Step 5: Use worktrees for risk isolation
Use worktrees when:
- The change may touch many files.
- You want a clean baseline.
- Multiple agents may work in parallel.
- You need to abandon an experiment safely.
Before implementation:
| Check | Reason |
|---|---|
| Clean git status | Avoid mixing unrelated work |
| Baseline tests pass | Know whether failures are new |
| Branch name reflects task | Easier review and cleanup |
| Setup commands documented | Subagents can reproduce environment |
Step 6: Treat review as a separate phase
Review should check:
| Review layer | Question |
|---|---|
| Spec compliance | Did we build what was agreed? |
| Test quality | Do tests prove behavior, not implementation details? |
| Code quality | Is the change simple and maintainable? |
| Architecture | Did boundaries remain intact? |
| Risk | Did auth, data, migration, or operations risks change? |
The strongest pattern is two-stage review: first compliance with plan/spec, then code quality.
Optimization playbook
For bug fixes
Use the shortest high-quality loop:
flowchart LR
A[Reproduce bug] --> B[Failing regression test]
B --> C[Minimal fix]
C --> D[Run tests]
D --> E[Review diff]For feature work
Use brainstorming, design, plan, TDD, review.
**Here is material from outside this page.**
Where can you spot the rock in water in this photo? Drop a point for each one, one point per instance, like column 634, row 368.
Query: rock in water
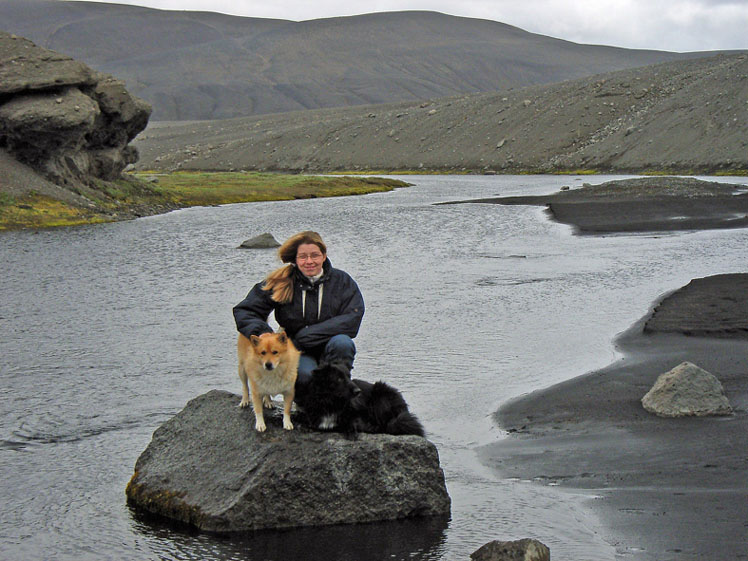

If the feature is large, combine with Spec Kit for stronger artifact management.
For refactoring
Require:
- Baseline tests pass before refactor.
- Characterization tests for risky behavior.
- Small commits or reviewable diff chunks.
- No behavior change unless explicitly approved.
For teams
Create a team rule:
Any AI-generated behavior change must either start with a failing test or include a documented reason why TDD is not appropriate.
Definition of done for Superpowers
A task is done when:
- Design was clarified for non-trivial work.
- Plan was approved or the change was small enough to skip formal planning.
- Tests were written before or alongside implementation.
- All relevant tests pass.
- Code review was requested.
- Review findings were fixed or explicitly rejected with rationale.
- Branch/worktree is clean and ready to merge.